Construction work began at the store last week, according to Colonial Williamsburg Vice President of Real Estate Jeff Duncan, and is expected to be completed by mid-March. In total, 2,500 square feet of the building’s first floor is being walled off to become a separate storefront.
“We are working with them to carve out space that Colonial Williamsburg will lease to a new tenant, and that will allow access for the new tenant to Duke of Gloucester Street and North Henry Street,” Duncan wrote in an email. “Discussions are underway with a new tenant for this new space, but nothing I can report at this time.”
The building at 345 W. Duke of Gloucester St. is owned by Colonial Williamsburg but is leased to the College of William and Mary.
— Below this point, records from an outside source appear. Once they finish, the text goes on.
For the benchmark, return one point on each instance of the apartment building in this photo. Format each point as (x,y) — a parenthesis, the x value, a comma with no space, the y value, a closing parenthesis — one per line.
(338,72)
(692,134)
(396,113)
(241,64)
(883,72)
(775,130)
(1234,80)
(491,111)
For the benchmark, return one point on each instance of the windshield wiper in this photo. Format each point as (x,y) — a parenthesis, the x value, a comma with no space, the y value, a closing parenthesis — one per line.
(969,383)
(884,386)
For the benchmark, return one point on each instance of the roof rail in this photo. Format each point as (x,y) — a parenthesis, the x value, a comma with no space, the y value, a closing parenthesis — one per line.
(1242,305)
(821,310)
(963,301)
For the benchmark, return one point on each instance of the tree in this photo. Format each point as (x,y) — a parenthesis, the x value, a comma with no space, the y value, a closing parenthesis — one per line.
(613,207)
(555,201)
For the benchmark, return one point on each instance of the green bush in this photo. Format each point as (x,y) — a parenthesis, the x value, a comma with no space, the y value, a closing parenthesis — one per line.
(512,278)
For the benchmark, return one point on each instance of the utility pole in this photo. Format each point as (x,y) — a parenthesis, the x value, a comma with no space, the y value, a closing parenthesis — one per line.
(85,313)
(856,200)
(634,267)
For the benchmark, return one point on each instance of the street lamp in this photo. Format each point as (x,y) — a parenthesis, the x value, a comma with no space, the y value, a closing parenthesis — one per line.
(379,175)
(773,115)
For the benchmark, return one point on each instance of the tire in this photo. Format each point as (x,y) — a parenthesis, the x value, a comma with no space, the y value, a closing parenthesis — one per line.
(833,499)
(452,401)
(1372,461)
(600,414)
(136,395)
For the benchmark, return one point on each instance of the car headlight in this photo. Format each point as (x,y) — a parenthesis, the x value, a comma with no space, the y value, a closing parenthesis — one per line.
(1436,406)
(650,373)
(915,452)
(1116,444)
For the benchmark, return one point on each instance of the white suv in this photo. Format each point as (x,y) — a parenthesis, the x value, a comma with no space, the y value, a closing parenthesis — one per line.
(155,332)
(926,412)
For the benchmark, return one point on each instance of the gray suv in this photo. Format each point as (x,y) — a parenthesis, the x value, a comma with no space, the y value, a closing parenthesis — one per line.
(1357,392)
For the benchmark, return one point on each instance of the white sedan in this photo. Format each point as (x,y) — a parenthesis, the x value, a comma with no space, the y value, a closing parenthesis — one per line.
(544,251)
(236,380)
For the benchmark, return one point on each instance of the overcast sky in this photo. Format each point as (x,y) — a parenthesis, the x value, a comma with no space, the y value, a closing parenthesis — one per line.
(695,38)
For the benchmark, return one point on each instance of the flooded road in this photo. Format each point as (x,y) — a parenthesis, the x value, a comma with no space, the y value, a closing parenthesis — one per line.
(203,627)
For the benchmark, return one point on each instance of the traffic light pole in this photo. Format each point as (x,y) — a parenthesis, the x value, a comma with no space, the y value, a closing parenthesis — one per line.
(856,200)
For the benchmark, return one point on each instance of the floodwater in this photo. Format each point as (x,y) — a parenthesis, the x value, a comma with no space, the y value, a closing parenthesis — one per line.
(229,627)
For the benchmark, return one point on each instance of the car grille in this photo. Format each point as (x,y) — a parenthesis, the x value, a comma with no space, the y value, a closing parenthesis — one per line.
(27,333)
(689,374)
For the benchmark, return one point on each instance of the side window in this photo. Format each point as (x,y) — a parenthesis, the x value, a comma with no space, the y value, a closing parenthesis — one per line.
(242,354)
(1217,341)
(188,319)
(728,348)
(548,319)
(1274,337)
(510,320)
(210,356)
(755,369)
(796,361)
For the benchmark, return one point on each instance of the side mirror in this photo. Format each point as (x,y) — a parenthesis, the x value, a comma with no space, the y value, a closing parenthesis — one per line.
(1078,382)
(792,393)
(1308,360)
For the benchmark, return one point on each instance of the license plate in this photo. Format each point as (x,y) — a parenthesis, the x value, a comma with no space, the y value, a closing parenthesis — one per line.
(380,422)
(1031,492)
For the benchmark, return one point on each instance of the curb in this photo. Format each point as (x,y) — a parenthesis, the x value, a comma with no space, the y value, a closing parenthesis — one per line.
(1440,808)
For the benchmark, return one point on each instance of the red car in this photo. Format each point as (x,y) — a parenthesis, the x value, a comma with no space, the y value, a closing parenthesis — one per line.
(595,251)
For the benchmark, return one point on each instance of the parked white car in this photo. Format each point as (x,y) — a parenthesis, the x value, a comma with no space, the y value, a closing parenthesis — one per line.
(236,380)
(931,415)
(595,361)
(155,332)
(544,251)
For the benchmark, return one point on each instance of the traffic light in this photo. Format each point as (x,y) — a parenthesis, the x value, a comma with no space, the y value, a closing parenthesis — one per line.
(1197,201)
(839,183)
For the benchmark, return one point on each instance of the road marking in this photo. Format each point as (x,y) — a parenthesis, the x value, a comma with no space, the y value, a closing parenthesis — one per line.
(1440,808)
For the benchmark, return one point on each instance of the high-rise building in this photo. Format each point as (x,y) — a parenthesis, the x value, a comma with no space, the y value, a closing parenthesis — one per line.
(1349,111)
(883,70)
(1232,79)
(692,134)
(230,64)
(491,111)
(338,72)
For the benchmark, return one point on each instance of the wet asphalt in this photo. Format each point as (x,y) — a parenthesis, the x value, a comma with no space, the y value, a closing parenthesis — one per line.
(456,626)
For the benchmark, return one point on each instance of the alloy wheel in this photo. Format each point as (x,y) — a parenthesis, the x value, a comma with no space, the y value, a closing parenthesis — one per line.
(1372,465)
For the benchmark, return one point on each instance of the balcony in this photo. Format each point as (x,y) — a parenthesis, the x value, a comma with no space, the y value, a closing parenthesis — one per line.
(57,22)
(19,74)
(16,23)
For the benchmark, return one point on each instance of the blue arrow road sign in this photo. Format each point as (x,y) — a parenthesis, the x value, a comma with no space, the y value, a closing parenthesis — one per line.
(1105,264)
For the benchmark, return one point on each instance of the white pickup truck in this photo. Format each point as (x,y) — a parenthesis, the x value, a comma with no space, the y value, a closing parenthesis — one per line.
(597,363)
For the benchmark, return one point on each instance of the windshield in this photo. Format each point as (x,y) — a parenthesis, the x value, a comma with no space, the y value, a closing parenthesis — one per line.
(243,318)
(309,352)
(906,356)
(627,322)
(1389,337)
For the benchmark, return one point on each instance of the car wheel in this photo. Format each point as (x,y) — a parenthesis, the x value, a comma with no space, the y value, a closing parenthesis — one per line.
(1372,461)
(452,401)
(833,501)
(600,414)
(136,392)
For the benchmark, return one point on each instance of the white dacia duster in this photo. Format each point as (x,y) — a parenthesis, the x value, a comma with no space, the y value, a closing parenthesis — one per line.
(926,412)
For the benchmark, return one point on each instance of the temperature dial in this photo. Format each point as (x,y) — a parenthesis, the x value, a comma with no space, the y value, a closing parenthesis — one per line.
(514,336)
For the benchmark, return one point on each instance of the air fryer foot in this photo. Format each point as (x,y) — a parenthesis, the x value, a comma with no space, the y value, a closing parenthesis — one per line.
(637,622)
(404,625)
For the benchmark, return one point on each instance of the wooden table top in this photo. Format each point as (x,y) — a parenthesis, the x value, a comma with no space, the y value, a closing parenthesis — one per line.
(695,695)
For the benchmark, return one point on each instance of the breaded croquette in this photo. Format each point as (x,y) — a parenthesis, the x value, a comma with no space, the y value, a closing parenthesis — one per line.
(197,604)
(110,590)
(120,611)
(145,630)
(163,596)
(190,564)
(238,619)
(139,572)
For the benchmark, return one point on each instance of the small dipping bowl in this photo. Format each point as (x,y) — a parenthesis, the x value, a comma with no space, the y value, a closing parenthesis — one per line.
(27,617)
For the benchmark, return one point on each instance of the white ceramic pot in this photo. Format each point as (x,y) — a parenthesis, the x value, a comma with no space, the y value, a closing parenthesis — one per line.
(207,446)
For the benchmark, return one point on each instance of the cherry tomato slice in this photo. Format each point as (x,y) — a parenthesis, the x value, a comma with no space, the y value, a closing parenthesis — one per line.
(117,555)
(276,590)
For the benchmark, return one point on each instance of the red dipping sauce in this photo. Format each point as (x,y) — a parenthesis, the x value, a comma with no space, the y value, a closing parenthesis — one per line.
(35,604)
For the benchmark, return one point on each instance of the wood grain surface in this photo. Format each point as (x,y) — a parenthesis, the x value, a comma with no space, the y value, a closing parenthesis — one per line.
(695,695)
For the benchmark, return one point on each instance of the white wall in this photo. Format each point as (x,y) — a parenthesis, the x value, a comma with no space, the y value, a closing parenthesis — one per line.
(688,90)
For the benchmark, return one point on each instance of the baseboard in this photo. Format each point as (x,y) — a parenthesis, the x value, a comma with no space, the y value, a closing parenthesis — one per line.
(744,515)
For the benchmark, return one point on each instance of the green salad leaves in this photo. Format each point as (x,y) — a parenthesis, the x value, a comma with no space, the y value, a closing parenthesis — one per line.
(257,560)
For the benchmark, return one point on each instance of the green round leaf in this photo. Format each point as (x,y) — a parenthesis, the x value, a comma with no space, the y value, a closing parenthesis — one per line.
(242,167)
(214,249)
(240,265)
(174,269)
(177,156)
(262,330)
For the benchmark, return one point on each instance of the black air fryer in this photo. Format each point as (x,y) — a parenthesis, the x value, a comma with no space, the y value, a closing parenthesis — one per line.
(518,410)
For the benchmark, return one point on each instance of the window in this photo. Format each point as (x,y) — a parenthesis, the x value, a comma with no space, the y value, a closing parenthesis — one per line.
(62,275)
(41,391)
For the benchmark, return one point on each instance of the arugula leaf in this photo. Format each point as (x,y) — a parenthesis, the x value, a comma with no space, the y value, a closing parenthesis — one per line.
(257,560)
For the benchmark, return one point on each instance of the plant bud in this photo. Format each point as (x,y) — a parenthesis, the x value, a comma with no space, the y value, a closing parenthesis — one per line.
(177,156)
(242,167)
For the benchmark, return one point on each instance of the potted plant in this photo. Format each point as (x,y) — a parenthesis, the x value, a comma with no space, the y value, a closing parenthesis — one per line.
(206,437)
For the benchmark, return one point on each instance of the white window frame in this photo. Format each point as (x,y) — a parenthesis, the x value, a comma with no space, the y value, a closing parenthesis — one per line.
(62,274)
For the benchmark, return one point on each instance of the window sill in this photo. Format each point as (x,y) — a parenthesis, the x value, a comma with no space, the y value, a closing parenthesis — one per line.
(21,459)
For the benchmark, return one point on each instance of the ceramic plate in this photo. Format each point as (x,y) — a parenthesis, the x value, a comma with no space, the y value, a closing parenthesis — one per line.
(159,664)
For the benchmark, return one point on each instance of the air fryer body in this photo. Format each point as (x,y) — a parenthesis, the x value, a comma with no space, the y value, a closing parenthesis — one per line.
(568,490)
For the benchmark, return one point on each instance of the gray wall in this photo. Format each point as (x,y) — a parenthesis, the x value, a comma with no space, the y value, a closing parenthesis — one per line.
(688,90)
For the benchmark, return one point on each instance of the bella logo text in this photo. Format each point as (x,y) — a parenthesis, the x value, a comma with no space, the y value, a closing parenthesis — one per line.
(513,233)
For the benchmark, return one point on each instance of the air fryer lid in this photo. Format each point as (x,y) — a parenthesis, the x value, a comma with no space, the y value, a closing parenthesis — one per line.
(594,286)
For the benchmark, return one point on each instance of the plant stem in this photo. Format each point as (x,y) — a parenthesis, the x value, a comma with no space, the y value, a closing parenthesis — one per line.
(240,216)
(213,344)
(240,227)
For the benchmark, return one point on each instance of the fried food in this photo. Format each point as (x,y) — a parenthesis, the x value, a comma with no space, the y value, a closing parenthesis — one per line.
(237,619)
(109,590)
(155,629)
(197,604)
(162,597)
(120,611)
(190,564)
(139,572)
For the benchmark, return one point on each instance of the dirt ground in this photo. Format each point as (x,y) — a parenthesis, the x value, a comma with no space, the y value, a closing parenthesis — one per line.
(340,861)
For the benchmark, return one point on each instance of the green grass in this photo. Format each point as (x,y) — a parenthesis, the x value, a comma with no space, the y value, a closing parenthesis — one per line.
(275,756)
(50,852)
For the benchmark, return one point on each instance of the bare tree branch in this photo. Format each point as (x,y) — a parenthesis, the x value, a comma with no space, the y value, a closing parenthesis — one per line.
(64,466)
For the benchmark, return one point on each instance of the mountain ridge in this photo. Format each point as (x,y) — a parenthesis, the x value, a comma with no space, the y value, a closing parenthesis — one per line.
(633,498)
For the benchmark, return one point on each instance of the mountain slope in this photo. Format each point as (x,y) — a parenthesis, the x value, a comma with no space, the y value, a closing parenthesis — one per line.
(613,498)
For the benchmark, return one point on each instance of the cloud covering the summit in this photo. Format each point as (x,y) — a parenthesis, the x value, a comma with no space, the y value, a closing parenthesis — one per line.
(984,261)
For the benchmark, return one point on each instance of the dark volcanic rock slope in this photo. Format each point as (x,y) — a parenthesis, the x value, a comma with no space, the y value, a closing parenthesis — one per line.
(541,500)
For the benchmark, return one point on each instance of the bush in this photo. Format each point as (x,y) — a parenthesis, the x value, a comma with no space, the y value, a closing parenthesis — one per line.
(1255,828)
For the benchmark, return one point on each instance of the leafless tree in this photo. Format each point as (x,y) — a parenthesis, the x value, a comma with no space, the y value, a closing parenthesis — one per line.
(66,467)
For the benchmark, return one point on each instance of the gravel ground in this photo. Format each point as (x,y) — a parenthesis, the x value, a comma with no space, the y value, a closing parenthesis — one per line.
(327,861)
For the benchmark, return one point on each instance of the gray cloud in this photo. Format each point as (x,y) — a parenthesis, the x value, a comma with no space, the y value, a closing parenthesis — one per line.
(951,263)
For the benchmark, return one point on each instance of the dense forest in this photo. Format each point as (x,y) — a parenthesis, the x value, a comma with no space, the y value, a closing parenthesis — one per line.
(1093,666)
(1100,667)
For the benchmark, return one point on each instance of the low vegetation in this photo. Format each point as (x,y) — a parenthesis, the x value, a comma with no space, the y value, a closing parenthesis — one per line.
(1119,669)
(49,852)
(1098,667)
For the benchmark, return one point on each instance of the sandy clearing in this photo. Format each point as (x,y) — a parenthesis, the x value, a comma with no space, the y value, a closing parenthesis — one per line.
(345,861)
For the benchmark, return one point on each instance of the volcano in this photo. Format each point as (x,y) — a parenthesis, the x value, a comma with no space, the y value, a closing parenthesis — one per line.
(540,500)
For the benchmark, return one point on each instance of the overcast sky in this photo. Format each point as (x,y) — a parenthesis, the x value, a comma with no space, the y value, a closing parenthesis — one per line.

College spokeswoman Suzanne Seurattan said the decision to shrink the bookstore came as a result of an amendment to William and Mary’s lease agreement for the store with Colonial Williamsburg.
“We know CW will do all it can, as will we, to reduce any impact on customers during the construction period,” she wrote in an email.
Crews are at work adding walls around the space and entrances off Duke of Gloucester and North Henry streets. Once a new tenant is secured, Colonial Williamsburg will work with them on installing interior furnishings and store utilities, Duncan said.
For more information about the Merchants Square Barnes & Noble, visit merchantssquare.org/merchant/wm-bookstore-cafe or call 757-221-1651.
The Greater Williamsburg Chamber and Tourism Alliance’s Women’s Business Council will host its inaugural Tables of 8 networking events Feb. 26-28.
Historic Triangle businesswomen are invited to attend, and event-goers will get a chance to meet and network with other business owners over lunch or dinner at select area restaurants. Attendees can choose between lunch or dinner at eight local restaurants, where each table will feature a prominent business or community leader moderating discussions with the group, according to a chamber news release.
Participating area restaurants include Rocco’s Smokehouse, Riverwalk Restaurant, The Trellis Bar and Grill and Berret’s Seafood Restaurant and Taphouse Grill.
Lunches will be held from 12-1:30 p.m., and dinners will be from 5:30-7:30 p.m. Attendees are expected to pay for their own meal. For more information and to register, visit williamsburgcc.com/tables-of-8-register.
James City County architectural firm DJG Inc. was named one of the top workplaces in the state by Virginia Business magazine earlier this month.
The magazine’s 2019 list of the Best Places to Work in Virginia is made up of 100 companies. This is the fourth consecutive yearDJC Inc. has been ranked as one of the best places to work in the state, according to a county news release, placing number 30 out of 58 in the small businesses category in this year’s list. The local architectural firm employs 24 people, according to the release.
Companies and their employees were surveyed and benchmarked based on core values, work environment and employee satisfaction.
DJG Inc. was founded in 1978, and is the only full-service, multi-discipline engineering and architecture firm headquartered on the Peninsula, according to the release. The majority of DJG Inc. projects are located in Virginia, North Carolina and Maryland, and the firm has experience working in military, state and municipal government, higher education, housing authorities and private sectors.